README.md: update to claim the support of modsign

Signed-off-by: Jia Zhang <qianyue.zj@alibaba-inc.com>

1 files changed, 10 insertions, 1 deletions

diff --git a/README.md b/README.md
index 362f600..9ac48a1 100644
--- a/README.md
+++ b/README.md
@@ -44,7 +44,7 @@ which provides transparent encryption of block devices using the kernel crypto
 API. Additionally, the utility cryptsetup is used to conveniently setup disk
 encryption based on device-mapper crypt target.
 
-#### Integrity
+#### IMA
 The Linux IMA subsystem introduces hooks within the Linux kernel to support
 measuring the integrity of files that are loaded (including application code)
 before it is executed or mmap()ed to memory.
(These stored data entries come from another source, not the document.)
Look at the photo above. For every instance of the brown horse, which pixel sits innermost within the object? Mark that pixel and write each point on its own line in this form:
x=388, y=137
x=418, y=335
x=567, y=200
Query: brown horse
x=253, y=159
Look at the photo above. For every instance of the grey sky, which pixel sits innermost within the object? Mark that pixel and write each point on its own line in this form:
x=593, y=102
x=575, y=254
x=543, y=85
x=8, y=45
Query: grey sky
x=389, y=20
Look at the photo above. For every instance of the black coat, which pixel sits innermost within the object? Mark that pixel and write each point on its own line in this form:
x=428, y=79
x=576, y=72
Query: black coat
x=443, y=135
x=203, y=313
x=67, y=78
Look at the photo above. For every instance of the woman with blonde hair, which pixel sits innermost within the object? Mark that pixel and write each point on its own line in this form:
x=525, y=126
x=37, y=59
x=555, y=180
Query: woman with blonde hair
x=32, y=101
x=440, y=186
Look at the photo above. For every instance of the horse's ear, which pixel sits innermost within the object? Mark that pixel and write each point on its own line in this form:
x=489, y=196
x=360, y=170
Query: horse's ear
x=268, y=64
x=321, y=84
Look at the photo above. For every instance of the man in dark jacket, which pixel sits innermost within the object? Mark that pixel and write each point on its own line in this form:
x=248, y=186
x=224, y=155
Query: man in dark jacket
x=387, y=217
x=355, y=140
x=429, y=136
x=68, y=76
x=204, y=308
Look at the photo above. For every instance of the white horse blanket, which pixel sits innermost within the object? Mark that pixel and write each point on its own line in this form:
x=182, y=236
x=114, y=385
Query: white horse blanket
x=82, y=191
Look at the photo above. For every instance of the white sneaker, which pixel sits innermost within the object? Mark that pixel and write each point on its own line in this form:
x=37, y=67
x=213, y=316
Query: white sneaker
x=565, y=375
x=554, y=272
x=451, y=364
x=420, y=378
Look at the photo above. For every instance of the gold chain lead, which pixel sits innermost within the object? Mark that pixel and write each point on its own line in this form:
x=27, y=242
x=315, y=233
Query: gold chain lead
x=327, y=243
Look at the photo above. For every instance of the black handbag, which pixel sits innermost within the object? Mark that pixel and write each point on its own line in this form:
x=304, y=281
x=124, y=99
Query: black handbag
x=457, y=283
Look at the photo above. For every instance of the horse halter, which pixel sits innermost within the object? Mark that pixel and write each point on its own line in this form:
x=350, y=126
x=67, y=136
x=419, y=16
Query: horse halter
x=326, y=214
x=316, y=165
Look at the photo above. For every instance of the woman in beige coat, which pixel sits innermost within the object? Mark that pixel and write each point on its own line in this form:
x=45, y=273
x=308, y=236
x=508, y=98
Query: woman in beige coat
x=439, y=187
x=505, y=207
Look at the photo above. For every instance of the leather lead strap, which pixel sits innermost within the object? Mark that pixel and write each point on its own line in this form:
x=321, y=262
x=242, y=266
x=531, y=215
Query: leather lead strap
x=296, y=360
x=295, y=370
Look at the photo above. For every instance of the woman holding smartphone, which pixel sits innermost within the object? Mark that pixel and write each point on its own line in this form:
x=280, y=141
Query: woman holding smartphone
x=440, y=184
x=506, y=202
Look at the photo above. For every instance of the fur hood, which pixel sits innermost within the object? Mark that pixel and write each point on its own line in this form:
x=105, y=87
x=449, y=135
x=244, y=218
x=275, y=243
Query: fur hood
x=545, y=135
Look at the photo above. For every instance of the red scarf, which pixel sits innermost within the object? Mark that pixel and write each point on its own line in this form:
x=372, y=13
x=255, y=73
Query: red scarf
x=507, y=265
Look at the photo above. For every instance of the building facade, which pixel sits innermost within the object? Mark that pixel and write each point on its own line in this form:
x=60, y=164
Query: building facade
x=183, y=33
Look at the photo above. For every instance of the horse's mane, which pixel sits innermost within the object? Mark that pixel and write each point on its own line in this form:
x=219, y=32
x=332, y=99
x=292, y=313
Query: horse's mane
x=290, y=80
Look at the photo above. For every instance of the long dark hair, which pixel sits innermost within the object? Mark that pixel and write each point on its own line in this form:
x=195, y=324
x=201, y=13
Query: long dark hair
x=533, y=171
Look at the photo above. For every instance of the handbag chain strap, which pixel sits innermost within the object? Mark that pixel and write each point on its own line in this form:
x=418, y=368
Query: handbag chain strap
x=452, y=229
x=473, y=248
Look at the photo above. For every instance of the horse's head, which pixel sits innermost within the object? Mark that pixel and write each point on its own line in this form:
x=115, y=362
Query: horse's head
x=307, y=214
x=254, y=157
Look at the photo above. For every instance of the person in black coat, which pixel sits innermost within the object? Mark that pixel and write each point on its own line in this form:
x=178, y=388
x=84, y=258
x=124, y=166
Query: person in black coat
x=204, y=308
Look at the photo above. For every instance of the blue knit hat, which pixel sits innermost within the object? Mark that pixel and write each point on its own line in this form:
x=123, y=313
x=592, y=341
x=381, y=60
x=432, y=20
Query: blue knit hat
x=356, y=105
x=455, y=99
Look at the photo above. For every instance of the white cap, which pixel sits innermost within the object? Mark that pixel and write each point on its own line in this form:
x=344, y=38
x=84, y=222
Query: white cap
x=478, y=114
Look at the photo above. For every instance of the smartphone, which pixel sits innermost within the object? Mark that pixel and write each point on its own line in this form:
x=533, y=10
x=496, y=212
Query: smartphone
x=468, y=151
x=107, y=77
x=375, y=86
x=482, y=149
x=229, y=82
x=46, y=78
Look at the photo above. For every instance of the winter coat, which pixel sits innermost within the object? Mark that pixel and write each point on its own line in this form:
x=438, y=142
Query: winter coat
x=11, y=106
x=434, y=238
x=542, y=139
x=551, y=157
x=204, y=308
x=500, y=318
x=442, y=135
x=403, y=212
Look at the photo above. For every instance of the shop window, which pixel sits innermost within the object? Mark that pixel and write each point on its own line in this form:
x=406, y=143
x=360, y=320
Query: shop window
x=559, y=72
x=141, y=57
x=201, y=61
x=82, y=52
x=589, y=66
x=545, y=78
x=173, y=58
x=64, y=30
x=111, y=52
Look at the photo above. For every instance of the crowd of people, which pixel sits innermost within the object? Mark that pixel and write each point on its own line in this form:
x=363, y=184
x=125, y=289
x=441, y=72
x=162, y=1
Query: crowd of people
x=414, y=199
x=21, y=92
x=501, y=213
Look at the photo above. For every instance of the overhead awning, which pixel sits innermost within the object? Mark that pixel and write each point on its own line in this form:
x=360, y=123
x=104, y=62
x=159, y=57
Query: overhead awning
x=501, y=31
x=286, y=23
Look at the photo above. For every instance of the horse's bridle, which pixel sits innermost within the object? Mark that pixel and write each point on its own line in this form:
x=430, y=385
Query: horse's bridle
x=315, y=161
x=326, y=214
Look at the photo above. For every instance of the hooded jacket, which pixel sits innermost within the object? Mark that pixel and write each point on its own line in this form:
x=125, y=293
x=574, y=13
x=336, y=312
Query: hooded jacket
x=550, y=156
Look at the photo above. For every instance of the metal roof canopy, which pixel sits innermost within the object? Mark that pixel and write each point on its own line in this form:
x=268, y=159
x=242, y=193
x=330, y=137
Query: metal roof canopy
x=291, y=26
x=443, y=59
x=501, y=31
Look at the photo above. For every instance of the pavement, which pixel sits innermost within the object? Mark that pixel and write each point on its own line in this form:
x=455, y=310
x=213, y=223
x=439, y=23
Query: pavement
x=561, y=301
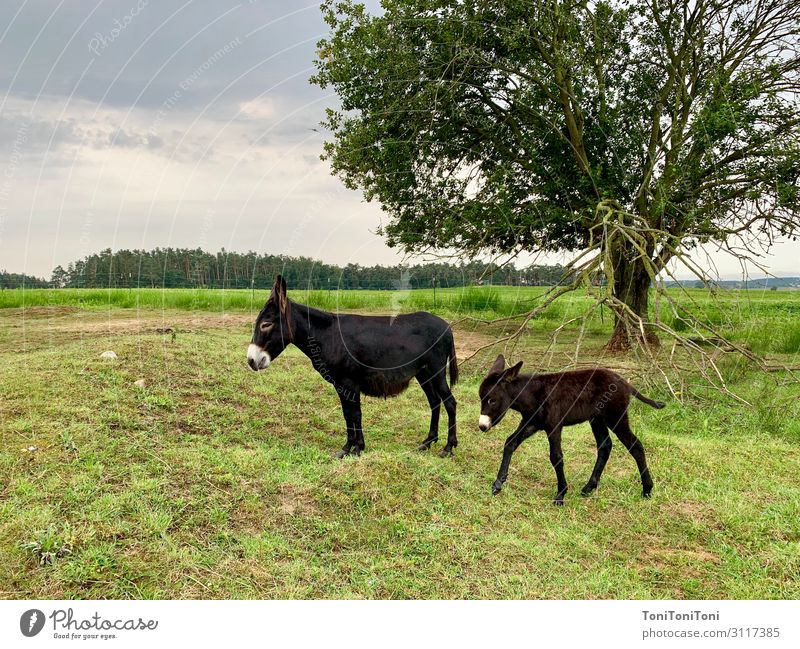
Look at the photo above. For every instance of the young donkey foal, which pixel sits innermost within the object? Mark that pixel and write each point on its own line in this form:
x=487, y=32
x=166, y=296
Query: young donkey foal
x=550, y=401
x=373, y=355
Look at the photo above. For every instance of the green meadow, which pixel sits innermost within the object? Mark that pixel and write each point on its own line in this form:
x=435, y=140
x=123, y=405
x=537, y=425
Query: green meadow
x=215, y=482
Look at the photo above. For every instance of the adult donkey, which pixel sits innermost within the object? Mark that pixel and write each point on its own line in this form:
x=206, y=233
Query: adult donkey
x=374, y=355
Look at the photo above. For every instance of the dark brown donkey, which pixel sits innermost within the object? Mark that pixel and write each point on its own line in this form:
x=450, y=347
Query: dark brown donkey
x=373, y=355
x=550, y=401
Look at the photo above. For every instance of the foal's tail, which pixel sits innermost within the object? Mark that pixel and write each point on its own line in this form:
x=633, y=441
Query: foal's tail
x=658, y=405
x=453, y=361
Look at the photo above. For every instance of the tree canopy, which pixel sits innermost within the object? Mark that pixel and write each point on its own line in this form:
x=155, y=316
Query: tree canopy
x=636, y=129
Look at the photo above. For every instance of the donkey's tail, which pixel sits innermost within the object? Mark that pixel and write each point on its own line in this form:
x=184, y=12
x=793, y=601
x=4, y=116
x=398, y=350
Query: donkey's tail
x=453, y=361
x=658, y=405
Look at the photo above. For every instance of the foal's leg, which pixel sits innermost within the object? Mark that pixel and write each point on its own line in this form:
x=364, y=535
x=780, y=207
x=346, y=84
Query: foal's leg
x=351, y=407
x=523, y=432
x=557, y=460
x=603, y=440
x=435, y=402
x=622, y=429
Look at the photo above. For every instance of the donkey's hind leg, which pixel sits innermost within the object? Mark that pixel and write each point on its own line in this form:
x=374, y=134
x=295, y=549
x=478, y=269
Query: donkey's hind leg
x=622, y=429
x=435, y=402
x=603, y=440
x=351, y=408
x=449, y=402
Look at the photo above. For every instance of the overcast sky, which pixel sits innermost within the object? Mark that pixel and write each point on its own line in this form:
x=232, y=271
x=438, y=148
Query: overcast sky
x=184, y=123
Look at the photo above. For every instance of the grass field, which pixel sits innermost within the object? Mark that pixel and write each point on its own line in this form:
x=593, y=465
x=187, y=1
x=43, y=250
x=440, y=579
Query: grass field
x=214, y=482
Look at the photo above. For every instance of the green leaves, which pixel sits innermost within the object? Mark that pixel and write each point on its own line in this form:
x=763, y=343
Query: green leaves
x=500, y=125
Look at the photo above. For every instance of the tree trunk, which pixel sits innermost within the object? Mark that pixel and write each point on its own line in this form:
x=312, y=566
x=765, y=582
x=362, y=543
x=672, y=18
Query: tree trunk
x=631, y=287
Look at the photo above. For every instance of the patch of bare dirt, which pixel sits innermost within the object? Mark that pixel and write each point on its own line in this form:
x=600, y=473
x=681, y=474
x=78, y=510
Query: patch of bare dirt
x=296, y=501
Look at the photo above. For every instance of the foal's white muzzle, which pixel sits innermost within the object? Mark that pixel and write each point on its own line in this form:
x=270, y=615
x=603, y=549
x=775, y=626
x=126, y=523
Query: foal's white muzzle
x=257, y=358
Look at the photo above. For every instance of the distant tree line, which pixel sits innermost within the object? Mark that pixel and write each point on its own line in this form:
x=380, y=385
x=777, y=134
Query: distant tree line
x=18, y=280
x=185, y=268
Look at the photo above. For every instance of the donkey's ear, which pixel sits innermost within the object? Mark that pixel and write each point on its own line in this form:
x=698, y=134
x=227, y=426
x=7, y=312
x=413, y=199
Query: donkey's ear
x=512, y=372
x=279, y=292
x=499, y=365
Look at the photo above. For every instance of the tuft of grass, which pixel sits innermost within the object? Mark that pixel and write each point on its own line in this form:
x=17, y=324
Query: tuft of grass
x=53, y=543
x=216, y=482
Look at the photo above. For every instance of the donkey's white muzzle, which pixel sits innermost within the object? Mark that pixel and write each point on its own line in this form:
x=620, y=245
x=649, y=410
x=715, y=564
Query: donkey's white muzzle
x=257, y=358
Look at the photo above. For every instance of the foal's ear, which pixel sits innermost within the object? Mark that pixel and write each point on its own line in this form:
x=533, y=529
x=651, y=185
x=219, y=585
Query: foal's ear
x=512, y=372
x=499, y=365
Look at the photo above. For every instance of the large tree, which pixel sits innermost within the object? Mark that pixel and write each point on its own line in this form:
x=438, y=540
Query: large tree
x=636, y=129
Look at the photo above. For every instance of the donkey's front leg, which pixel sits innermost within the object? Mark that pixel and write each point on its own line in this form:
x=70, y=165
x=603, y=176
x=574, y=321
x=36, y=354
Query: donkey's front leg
x=523, y=432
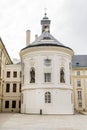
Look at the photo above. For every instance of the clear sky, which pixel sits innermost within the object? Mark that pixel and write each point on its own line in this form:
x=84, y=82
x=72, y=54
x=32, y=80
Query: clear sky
x=68, y=23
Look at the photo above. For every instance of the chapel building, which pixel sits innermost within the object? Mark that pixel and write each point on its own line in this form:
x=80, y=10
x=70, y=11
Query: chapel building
x=49, y=79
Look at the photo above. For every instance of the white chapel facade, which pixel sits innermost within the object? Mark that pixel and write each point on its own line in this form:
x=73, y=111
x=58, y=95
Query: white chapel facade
x=49, y=79
x=46, y=75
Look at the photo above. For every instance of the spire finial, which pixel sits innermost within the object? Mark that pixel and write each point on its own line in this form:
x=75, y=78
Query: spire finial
x=45, y=11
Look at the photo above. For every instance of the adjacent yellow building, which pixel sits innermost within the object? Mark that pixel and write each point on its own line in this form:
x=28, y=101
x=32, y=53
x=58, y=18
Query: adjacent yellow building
x=79, y=81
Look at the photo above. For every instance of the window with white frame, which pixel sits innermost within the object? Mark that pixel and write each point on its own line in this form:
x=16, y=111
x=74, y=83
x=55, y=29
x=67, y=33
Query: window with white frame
x=47, y=62
x=47, y=97
x=78, y=83
x=80, y=104
x=47, y=77
x=79, y=95
x=78, y=73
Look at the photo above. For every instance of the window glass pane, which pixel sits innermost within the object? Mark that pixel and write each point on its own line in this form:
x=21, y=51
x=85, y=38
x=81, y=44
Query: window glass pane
x=6, y=104
x=15, y=74
x=47, y=77
x=14, y=87
x=7, y=87
x=13, y=104
x=8, y=74
x=47, y=97
x=78, y=72
x=78, y=83
x=47, y=62
x=80, y=95
x=80, y=104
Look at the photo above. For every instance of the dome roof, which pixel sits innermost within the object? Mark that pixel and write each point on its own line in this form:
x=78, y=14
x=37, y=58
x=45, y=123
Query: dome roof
x=46, y=39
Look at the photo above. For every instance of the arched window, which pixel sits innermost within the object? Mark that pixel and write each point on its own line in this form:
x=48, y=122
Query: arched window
x=62, y=80
x=47, y=97
x=32, y=75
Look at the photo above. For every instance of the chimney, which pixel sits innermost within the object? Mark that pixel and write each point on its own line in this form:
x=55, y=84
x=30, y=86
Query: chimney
x=36, y=36
x=27, y=37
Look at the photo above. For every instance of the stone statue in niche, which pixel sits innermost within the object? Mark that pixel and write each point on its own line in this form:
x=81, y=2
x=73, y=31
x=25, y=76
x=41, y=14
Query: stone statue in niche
x=32, y=75
x=62, y=80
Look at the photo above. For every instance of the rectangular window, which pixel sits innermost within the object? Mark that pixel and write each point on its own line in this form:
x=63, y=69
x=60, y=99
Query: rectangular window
x=20, y=87
x=47, y=77
x=6, y=104
x=7, y=87
x=15, y=74
x=79, y=95
x=20, y=74
x=78, y=83
x=8, y=74
x=78, y=73
x=13, y=104
x=14, y=87
x=80, y=104
x=19, y=104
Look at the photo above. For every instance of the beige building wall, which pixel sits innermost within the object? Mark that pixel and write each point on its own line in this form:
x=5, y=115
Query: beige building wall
x=4, y=59
x=12, y=88
x=79, y=77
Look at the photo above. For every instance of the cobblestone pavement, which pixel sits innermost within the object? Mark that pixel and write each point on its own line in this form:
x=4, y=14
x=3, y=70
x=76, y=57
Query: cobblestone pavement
x=16, y=121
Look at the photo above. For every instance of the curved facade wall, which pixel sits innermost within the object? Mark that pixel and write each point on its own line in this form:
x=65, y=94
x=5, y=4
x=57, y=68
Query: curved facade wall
x=47, y=65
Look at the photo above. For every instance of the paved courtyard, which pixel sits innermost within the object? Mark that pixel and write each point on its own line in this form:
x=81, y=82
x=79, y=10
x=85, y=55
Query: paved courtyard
x=42, y=122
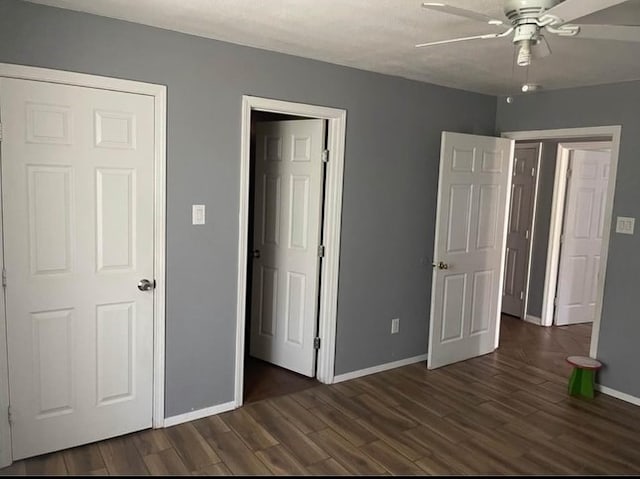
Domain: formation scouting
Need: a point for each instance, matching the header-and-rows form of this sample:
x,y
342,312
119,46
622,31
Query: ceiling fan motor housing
x,y
526,11
524,15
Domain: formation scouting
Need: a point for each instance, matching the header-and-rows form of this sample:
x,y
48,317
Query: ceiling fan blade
x,y
461,12
571,9
610,32
464,39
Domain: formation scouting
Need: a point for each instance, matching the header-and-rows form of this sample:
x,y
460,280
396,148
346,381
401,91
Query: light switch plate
x,y
197,214
625,225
The measured value (hash) is then
@@ -65,6 +65,15 @@ files and applications to be loaded if the hashes match (and will save the
 updated hash if the file is modified) but refuse to load it if it doesn't. This
 provides some protection against offline tampering of the files.
 
+#### MODSIGN
+This feature provides the signature check for loading a kernel module. The
+signing key must be authenticated by a system trusted key already imported
+to the system trusted keyring.
+
+If the kernel module is not signed, or signed by a signing key not matching
+up an imported system trusted key, kernel would refuse to load such a kernel
+module.
+
 #### RPM signing
 This feature provides the integrity verification for the RPM package.